Le Gabon mise sur la fiscalité pour relancer son économie sous Oligui Nguema

Une cérémonie officielle au palais présidentiel a marqué l’entrée en fonction d’Edith Laure Mbiguidi Oyaya à la tête de la Direction générale des impôts (DGI) du Gabon. Accueillie par le président Brice Clotaire Oligui Nguema et ses collaborateurs, la nouvelle responsable a reçu une mission claire : faire de la fiscalité le pilier du financement des politiques publiques. L’objectif affiché est sans équivoque : mobiliser davantage de recettes internes pour soutenir les grands projets nationaux.

La DGI, un outil stratégique pour une économie en mutation

Le chef de l’État a souligné l’importance cruciale de la fiscalité dans la réalisation des ambitions gabonaises en matière d’infrastructures, d’éducation, de santé et d’autonomie économique.
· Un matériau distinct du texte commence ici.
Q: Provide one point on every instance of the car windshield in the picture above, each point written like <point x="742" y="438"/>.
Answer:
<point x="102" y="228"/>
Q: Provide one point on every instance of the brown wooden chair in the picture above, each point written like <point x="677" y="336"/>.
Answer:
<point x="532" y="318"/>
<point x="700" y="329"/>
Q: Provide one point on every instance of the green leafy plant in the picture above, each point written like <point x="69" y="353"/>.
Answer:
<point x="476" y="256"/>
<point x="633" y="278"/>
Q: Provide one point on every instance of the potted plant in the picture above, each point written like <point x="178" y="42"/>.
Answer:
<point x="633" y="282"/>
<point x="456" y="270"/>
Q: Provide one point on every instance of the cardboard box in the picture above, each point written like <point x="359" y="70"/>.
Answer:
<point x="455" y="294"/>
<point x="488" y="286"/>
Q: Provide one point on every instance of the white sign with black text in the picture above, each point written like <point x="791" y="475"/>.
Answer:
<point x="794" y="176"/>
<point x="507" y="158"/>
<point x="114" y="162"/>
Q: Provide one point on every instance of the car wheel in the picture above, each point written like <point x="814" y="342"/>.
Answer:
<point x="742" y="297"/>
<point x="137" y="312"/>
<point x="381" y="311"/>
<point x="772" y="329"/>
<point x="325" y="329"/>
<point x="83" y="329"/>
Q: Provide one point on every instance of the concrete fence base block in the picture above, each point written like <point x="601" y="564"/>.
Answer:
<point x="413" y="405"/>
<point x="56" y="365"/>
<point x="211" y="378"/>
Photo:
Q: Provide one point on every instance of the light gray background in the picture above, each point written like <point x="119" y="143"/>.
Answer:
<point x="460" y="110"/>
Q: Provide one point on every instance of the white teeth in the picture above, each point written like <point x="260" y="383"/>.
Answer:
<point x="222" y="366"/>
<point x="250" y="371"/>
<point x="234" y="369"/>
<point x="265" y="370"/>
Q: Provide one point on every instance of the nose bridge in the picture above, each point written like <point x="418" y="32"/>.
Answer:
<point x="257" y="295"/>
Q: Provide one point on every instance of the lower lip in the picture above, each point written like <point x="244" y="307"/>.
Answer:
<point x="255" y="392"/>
Avec une volonté marquée de réduire la dépendance aux revenus pétroliers, Libreville mise sur l’élargissement de l’assiette fiscale et l’optimisation du recouvrement des impôts. La DGI n’est plus perçue comme une simple administration de collecte, mais comme un levier essentiel pour piloter le budget et renforcer la crédibilité macroéconomique du pays.

Lors de cet échange, Oligui Nguema a mis l’accent sur deux piliers : la performance et l’éthique. La lutte contre la fraude, la modernisation des processus et la transparence envers les contribuables sont désormais des priorités. L’enjeu est de taille : transformer une administration souvent critiquée pour sa rigidité en un acteur facilitateur pour les entreprises et les citoyens.

Edith Laure Mbiguidi Oyaya face à un défi de taille

La nomination de la nouvelle directrice générale intervient dans un contexte économique tendu, marqué par des tensions de trésorerie et des négociations avec des institutions financières internationales. Elle hérite d’une administration dont les résultats influeront directement sur la soutenabilité de la dette publique et la capacité de l’État à investir. Son succès dépendra autant des ressources mises à sa disposition que du soutien politique dont elle bénéficiera pour surmonter les résistances internes.

Ses collaborateurs directs devront relever des défis majeurs : accélérer la digitalisation des déclarations en ligne, garantir la traçabilité des paiements, adapter la fiscalité des grands groupes extractifs et aligner les pratiques sur les normes de la Communauté économique et monétaire de l’Afrique centrale (CEMAC). Ces réformes, bien que connues, doivent être accélérées pour crédibiliser la stratégie de refondation économique du pays. La DGI collabore également avec des partenaires techniques, dont le Fonds monétaire international, pour renforcer ses capacités.

La fiscalité au cœur d’un projet de société ambitieux

Depuis son arrivée au pouvoir à l’été 2023, puis sa victoire électorale en avril 2025, Oligui Nguema a fait de la souveraineté budgétaire un axe central de son action. Son projet repose sur trois piliers : transformation économique, justice sociale et redistribution équitable. Pour y parvenir, le gouvernement entend augmenter les contributions des secteurs à forte rentabilité tout en allégeant le fardeau fiscal des ménages les plus vulnérables.

Cependant, le Gabon fait face à des défis structurels. Son économie reste majoritairement informelle, sa base de contribuables est limitée, et sa dépendance aux hydrocarbures, dont les prix fluctuent, pèse lourdement sur les recettes. Pour élargir l’assiette fiscale, une approche équilibrée est nécessaire : encourager la formalisation des activités, simplifier les démarches administratives et renforcer les contrôles de manière ciblée. La directrice générale devra concilier résultats rapides et réformes durables, sous le regard attentif d’un exécutif impatient de concrétiser ses promesses.

Cette audience présidentielle envoie également un message fort aux partenaires financiers du Gabon. En soutenant personnellement la nouvelle équipe, le président cherche à rassurer sur la continuité des engagements pris en matière de gouvernance fiscale. La progression des recettes non pétrolières sera scrutée comme un indicateur clé de la solidité du programme économique de Libreville. La mission confiée à la DGI a d’ailleurs été qualifiée de stratégique pour la transformation du pays.